Oil Tanker Shortage Emerges After Red Sea Crisis Disrupts Global Trade
The Red Sea shipping crisis has been an explosive mess for the international shipping community and the global economy. With oil tankers increasingly steering clear of the southern Red Sea and the Bab el Mandeb Strait, shipping capacity has rapidly tightened, pressuring daily rates higher.
Bloomberg reports only two new supertankers will join the global fleet in 2024, the fewest additions in forty years and about 90% below the yearly average over the last two decades.
"The impact of the diversions can be seen every day in shipping in general, and I would say crude oil and product tanker shipping," specifically, Alexander Saverys, CEO of Euronav NV, one of the largest tanker owners in the world, told investors during an earnings call earlier this month.
Saverys said low deliveries and an aging global fleet are a perfect recipe for a positive outlook on tankers.
We have stated that Houthi attacks on commercial shipping are the "next supply-driven inflation shock." As a result, a key Clean Tanker rate tracked by the Baltic Exchange has moved north of $100,000 per day due to the disruptions, caused longer sails, which tightens capacity on the seas.
The US and UK airstrikes on Houthi militants in Yemen were one of the major drivers that sent tanker rates soaring in the second half of January. Many of these tankers, hauling fuels like gasoline and diesel, have been forced to navigate around Africa.
Charts from the latest Goldman Oil Tracker (full report available to pro subscribers in the usual place) show flows through the Bab-El-Mandeb continue to deteriorate and remain down 1.8mb/d (or 27% on a 14DMA Basis) since disruptions started on December 18.
Goldman also shows tanker rates have surged.
"The situation is tight in the tanker market, in particular for crude oil tankers," said Enrico Paglia, research manager at Banchero Costa, a shipping services firm. He warned, "It will be even tighter in the future."

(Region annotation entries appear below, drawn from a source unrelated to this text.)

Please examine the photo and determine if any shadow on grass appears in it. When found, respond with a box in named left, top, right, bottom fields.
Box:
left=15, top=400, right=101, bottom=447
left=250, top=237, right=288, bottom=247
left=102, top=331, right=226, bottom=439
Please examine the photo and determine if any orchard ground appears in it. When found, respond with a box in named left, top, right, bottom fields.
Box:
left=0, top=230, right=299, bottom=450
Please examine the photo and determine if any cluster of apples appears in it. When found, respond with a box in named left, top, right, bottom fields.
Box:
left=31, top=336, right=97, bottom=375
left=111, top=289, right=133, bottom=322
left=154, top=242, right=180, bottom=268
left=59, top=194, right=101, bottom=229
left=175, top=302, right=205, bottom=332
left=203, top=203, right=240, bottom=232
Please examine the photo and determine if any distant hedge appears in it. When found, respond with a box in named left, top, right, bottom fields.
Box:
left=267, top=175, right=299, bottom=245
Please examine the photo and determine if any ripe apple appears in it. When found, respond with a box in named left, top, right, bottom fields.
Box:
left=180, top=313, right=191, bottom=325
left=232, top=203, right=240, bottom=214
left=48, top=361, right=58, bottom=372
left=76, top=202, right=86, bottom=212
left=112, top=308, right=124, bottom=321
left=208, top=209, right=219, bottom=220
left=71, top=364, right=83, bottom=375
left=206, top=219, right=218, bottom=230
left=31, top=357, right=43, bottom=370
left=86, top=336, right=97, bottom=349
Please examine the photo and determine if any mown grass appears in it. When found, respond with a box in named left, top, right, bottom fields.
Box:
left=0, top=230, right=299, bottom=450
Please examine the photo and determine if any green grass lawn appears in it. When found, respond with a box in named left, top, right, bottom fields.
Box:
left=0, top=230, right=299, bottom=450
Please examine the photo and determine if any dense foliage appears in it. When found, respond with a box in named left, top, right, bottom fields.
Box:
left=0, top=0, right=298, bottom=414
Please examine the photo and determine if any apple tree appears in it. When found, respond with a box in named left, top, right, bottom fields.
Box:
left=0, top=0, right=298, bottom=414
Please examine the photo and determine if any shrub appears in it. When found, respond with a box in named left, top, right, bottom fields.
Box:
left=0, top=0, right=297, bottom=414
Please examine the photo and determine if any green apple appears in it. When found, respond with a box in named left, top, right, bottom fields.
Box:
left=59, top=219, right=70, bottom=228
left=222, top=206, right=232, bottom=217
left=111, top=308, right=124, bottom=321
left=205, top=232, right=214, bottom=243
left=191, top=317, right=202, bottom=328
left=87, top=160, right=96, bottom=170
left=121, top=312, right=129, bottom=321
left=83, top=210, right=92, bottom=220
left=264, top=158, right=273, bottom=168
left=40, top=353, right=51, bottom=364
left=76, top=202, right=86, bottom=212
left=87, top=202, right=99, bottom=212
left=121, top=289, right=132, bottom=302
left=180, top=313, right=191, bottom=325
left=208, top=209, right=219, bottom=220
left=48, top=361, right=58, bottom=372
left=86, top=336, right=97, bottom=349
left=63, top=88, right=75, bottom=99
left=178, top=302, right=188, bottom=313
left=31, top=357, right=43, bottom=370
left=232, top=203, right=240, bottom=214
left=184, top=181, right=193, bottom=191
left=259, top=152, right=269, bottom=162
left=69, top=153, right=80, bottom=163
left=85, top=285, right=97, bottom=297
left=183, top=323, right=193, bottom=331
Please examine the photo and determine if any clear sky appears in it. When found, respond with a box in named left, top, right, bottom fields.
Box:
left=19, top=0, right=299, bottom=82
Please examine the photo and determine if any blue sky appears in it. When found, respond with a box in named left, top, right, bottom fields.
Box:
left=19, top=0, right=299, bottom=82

Bloomberg noted, "The tanker shortage comes as the efficiency of the global fleet is faltering. In addition to many vessels sailing around southern Africa instead of through the Red Sea and Suez Canal, a burgeoning dark fleet means that many ships are only available to certain customers."
Meanwhile, data from Banchero Costa shows the tanker order book will be extremely low in the next couple of years: Only five new tankers are expected to join the global fleet in 2025. That compares with 42 ships delivered in 2022.
How long until the next tanker glut?